A: The equation $9x \ln x + x = 0$ is a transcendental equation that involves a combination of algebraic and transcendental functions. The presence of the natural logarithm function $\ln x$ makes it challenging to solve using traditional algebraic methods.

Q: How do I solve the equation $9x \ln x + x = 0$?

A: To solve the equation, we can follow these steps:

1. Isolate the natural logarithm function by subtracting $x$ from both sides of the equation.
2. Use properties of exponents to rewrite the equation.
3. Exponentiate both sides of the equation to eliminate the natural logarithm function.
4. Evaluate the exponential function using a calculator or a graphing utility.

Q: What is the solution to the equation $9x \ln x + x = 0$?

A: The solution to the equation is $x \approx 0.951$. This value represents the x-intercept of the function $f(x) = 9x \ln x + x$.

Q: How do I verify the answer using a graphing utility?

A: To verify the answer, we can use a graphing utility to plot the function $f(x) = 9x \ln x + x$ and find the x-intercept. The x-intercept represents the solution to the equation.

Q: What is the significance of the natural logarithm function in the equation $9x \ln x + x = 0$?

A: The natural logarithm function $\ln x$ is a transcendental function that is used to model various phenomena in mathematics and science. In the equation $9x \ln x + x = 0$, the natural logarithm function is used to create a non-linear relationship between the variable $x$ and the function.

Q: Can I use other methods to solve the equation $9x \ln x + x = 0$?

A: Yes, there are other methods to solve the equation $9x \ln x + x = 0$, such as using numerical methods or approximation techniques. However, the step-by-step approach outlined in this article provides a clear and concise solution to the equation.

Q: What are some real-world applications of the equation $9x \ln x + x = 0$?

A: The equation $9x \ln x + x = 0$ has various real-world applications in fields such as economics, finance, and engineering.
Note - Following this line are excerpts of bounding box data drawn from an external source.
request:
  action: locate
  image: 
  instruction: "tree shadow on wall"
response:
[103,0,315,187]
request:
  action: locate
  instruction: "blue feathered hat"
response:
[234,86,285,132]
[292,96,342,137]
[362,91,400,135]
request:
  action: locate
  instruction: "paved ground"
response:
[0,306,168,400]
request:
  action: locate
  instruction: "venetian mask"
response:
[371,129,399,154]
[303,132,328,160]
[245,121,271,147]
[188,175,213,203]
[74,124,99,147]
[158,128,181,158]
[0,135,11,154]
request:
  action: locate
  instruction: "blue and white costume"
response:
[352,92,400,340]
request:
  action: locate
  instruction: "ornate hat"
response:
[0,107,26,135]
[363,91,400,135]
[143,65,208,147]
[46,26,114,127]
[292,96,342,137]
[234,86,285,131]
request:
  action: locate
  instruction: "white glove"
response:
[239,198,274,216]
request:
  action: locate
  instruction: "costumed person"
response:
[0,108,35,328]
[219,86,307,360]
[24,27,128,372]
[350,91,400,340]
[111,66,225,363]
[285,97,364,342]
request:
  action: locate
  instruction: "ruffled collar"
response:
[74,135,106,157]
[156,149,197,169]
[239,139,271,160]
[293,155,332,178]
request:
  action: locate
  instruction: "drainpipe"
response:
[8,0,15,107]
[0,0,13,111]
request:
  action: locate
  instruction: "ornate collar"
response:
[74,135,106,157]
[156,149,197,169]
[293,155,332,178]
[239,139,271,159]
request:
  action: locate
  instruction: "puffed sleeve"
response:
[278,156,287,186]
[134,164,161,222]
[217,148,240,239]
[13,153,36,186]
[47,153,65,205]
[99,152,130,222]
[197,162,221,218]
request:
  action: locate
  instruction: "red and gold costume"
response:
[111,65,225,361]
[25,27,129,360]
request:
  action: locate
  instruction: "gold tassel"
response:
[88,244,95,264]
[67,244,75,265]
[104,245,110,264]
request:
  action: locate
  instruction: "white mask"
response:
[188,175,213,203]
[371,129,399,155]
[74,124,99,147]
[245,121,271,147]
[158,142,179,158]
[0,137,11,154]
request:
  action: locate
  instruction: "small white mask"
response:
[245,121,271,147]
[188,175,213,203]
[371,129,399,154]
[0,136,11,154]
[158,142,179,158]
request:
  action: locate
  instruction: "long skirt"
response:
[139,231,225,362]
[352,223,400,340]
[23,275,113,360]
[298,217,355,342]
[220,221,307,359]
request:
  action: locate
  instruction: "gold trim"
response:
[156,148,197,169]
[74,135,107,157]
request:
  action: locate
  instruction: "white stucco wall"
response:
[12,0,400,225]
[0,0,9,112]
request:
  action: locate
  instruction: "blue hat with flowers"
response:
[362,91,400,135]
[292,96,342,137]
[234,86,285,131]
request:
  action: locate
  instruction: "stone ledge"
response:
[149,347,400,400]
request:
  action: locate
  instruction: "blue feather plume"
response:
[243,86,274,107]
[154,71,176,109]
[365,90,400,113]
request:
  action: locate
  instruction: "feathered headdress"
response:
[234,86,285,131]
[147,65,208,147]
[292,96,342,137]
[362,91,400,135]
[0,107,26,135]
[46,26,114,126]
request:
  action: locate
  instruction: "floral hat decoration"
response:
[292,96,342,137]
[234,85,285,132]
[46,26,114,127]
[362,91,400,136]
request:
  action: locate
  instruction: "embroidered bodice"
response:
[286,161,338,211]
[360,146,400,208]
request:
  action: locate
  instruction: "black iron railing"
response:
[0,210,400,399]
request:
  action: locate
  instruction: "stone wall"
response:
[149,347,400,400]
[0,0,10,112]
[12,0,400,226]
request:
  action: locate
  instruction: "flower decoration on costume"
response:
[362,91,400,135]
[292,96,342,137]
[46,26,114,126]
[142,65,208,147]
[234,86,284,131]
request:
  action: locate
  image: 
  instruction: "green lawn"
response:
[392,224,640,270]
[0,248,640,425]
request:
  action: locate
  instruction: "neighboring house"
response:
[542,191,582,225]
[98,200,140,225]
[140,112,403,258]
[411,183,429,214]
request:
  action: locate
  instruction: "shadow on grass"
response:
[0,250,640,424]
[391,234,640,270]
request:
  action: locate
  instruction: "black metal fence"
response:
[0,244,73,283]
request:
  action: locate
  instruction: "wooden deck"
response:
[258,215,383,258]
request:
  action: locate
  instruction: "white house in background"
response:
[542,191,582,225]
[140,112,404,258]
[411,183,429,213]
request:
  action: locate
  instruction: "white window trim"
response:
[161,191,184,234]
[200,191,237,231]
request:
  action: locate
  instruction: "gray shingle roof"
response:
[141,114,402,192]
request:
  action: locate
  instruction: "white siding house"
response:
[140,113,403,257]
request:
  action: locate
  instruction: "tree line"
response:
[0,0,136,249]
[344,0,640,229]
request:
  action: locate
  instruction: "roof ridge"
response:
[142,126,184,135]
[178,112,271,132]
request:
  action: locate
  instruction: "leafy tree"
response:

For example, it can be used to model population growth, economic growth, or the behavior of complex systems.

Conclusion

In this article, we have provided a step-by-step approach to solving the equation $9x \ln x + x = 0$. We have also answered frequently asked questions and provided additional information on the significance of the natural logarithm function and real-world applications of the equation.